Котенко вышел в «приемный покой» и увидел, что Зощенко силится приподняться. Он тут же ударил его дубинкой до шее. Протопопов и Хоркин пинали летчика с двух сторон. В этот самый момент в помещение зашел Марков – он отвез Аллу, кое-как успокоил ее, и теперь, деваться некуда, вернулся на дежурство. От открывшейся перед ним картины Марков остолбенел.
– Да вы что делаете, сдурели совсем? – закричал Марков, бросаясь к Котенко и пытаясь перехватить его руку с дубинкой.
– Уйди, дед! – закричал Протопопов, хватая Маркова за бушлат и отбрасывая в сторону с неожиданной силой. – Этот хер мне бутылкой по башке заехал – что ж нам с ним, песни петь? Щас Афганистан поболит у него в душе!
Марков бросился в свалку снова, но тут Хоркин ударил старика с размаху в челюсть и Марков выключился.

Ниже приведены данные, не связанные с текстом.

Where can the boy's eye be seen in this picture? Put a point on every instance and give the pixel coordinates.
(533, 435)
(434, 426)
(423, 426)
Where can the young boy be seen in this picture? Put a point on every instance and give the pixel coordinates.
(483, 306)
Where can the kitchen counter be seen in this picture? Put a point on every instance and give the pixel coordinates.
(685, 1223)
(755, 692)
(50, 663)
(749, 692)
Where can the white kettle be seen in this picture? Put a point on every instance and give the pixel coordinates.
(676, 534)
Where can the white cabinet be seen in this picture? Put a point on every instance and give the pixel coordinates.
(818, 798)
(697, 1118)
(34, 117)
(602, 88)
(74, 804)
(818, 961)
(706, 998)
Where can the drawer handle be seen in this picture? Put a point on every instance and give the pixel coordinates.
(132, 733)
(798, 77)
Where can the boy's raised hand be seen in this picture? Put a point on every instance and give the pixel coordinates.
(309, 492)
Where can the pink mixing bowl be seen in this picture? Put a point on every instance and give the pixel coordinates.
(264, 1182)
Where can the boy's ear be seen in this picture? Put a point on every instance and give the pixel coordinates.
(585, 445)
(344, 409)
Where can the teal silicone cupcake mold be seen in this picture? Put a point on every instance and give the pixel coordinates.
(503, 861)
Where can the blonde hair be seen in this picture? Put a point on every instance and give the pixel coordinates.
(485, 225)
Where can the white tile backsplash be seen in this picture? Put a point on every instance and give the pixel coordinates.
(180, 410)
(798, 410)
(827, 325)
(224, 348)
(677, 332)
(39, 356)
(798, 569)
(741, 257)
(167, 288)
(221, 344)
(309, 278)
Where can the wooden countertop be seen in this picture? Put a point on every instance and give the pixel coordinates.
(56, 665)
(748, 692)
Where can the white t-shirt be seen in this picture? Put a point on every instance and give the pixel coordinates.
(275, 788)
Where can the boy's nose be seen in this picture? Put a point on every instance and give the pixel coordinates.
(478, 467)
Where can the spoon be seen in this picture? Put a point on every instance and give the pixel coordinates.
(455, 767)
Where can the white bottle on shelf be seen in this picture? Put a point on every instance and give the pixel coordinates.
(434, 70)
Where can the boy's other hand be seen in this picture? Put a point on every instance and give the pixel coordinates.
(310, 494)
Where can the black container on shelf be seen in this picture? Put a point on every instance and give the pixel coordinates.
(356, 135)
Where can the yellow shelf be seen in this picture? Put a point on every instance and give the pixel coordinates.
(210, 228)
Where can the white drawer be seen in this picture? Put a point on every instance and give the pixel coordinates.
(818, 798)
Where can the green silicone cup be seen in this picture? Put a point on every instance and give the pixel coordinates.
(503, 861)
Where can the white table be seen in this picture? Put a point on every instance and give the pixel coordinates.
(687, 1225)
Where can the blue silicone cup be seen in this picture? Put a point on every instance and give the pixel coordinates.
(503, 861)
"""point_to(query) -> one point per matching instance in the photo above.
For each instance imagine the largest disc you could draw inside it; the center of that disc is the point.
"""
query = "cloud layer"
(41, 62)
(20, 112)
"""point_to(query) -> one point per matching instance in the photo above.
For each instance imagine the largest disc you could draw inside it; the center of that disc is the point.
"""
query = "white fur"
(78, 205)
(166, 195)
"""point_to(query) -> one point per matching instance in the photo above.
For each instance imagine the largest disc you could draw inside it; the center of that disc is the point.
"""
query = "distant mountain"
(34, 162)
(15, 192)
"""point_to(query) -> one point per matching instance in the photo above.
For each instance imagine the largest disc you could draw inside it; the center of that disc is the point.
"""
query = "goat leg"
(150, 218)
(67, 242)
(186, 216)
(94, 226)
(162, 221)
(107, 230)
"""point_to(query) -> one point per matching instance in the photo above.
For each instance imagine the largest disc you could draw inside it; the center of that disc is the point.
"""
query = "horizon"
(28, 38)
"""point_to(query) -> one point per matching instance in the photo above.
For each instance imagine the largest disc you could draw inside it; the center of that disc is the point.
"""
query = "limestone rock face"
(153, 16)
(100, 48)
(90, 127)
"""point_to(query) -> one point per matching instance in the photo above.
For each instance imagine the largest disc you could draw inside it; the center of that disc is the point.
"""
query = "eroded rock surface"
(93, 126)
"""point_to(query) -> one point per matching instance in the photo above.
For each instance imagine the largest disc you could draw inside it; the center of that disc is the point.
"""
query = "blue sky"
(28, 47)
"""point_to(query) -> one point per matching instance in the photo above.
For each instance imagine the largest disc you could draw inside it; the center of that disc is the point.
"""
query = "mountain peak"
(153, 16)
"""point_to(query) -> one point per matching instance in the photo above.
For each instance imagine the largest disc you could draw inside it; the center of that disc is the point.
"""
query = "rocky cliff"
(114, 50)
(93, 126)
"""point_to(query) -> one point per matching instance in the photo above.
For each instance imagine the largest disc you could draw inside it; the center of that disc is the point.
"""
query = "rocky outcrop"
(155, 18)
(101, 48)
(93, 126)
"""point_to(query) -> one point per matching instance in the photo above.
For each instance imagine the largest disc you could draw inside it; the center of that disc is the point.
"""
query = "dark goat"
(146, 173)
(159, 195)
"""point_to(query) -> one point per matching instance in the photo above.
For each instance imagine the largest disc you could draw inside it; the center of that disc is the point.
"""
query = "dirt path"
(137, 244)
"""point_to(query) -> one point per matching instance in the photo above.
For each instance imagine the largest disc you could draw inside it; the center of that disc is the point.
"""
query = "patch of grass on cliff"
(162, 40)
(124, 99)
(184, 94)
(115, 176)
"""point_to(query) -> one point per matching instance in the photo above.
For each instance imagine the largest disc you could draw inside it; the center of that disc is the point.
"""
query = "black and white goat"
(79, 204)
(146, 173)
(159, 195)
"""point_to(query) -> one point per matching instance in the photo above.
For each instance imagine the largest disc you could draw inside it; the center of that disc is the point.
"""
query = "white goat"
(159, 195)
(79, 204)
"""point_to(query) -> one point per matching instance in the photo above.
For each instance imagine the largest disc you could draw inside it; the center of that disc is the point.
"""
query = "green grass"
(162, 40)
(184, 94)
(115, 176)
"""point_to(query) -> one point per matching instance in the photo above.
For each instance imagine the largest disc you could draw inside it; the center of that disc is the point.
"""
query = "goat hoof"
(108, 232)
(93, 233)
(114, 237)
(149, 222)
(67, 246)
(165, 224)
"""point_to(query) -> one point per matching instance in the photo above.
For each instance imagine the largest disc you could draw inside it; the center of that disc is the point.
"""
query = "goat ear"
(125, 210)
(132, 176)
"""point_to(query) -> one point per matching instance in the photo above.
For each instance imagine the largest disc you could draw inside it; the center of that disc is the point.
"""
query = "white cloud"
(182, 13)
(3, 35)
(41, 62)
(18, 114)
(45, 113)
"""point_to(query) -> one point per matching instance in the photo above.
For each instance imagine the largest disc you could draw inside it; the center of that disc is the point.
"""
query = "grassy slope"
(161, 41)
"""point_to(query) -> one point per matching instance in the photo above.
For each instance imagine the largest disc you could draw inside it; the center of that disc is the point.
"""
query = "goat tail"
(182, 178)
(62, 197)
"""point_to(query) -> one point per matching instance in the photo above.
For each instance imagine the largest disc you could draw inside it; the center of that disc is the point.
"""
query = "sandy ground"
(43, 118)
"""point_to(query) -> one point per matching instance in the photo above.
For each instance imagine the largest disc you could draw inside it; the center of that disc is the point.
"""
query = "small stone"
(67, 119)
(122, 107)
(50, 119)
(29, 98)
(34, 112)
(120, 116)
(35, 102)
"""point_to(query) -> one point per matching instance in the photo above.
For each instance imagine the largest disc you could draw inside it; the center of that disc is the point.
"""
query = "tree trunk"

Зощенко, передохнувший то мгновение, когда Марков вмешался в драку, снова попытался встать. Ему казалось, что это главное, а там уж он как-нибудь управится с ними. В конце концов, бывало и не такое – по молодости Зощенко дрался много. Однако вставать не давали. На голову сыпались удары, и ладно бы только кулаками – дежурный методично бил дубинкой, в нескольких местах уже раскроив кожу. Кровь заливала летчику глаза. Тут он изловчился, схватил чьи-то ноги и дернул. Кто-то с криком и матерками упал. Зощенко начал подниматься, но прямой удар в лицо опрокинул его. Приходя в себя он вдруг услышал, как кто-то поет: «Офицеры, офицеры! Ваше сердце под прицелом!» Кое-как разлепив веки, он разглядел, что это тот молодой мент, на которого наткнулся Кутузов уже таким далеким вечером. Мент достал зажигалку, зажег ее и раскачивался, как на концерте.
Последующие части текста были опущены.